What image does May Day conjure up for you? My mind first jumped to workers’ rights and a quick Google search led me to this post about the significance of the Haymarket Riot. On May 1, 1886, more than 300,000 workers across the country staged a walk-out and general strike demanding an eight-hour work day. Violence erupted several days later at Chicago’s Haymarket Square, when a bomb was thrown into an assembly of worker sympathizers and the police responded with gunfire. This resulted in serious casualties and injuries on both sides.
This event, complex and often misinterpreted, is considered by some to be a tipping point for the worldwide labor movement. It also set off a “national wave of xenophobia, as scores of foreign-born radicals and labor organizers were rounded up by police.”
An event that took place 132 years ago sounds like it was pulled from yesterday’s news headlines.

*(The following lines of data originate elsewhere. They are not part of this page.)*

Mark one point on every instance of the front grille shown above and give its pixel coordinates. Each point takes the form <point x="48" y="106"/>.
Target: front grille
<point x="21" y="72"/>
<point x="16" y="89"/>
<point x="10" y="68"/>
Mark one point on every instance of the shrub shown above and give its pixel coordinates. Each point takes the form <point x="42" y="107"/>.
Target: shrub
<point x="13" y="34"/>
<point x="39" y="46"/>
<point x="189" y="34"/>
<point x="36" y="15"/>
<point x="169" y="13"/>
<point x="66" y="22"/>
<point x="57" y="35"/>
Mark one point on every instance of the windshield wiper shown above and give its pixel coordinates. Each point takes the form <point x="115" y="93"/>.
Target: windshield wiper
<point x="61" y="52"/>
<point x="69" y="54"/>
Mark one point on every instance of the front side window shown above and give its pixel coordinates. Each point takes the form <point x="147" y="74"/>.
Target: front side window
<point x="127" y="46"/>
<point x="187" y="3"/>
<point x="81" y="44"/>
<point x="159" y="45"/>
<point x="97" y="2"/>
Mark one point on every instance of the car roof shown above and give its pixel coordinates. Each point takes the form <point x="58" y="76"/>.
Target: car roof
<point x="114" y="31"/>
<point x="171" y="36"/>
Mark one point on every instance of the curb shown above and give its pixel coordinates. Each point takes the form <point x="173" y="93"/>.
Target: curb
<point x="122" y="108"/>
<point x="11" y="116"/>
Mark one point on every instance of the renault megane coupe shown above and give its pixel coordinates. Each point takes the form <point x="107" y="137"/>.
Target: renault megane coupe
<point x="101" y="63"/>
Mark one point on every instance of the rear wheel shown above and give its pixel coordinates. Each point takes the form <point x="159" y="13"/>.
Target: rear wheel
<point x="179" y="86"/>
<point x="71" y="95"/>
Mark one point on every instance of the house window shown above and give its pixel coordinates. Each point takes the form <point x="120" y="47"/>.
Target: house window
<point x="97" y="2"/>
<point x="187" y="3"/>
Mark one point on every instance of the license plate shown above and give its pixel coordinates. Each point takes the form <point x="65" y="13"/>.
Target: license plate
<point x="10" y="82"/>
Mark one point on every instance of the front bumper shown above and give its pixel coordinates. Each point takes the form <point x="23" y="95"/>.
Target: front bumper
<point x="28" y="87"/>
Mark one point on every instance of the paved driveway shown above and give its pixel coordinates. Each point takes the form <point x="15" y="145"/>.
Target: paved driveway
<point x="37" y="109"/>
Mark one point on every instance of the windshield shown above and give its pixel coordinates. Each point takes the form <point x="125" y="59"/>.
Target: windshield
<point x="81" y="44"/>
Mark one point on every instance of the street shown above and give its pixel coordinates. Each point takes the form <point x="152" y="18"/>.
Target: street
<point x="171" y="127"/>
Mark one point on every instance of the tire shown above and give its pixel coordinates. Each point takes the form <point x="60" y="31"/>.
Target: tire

In sharp contrast, The Festival of Flora, honoring the Roman Goddess of flowers was the earliest May Day celebration during the Roman Republic era. Other European pagan cultures commemorated this date with rituals like dancing around the maypole and the giving of “May baskets” — small baskets of sweets or flowers left anonymously on a neighbor’s doorstep.
Traditional English rituals carry on to this day and include the crowning of the May Queen and the staging of festivals honoring fertility and the beginning of spring. The bard nailed it in this quote:
“Rough winds do shake the darling buds of May, and summer’s lease hath all too short a date.” How right you are, Mr. Shakespeare, Sir!
I began my day honoring both traditions at Loading Dock Raleigh, a diverse, welcoming coworking and collaborative workspace, with two inspiring female entrepreneurs. We spent an hour in our “creative collision” supporting each other’s journeys and sharing stories of change, challenge, growth and transformation. And yes, we shared “May baskets” of flowers!
Happy May Day — May this month reward you with the best of work and play. Honor both!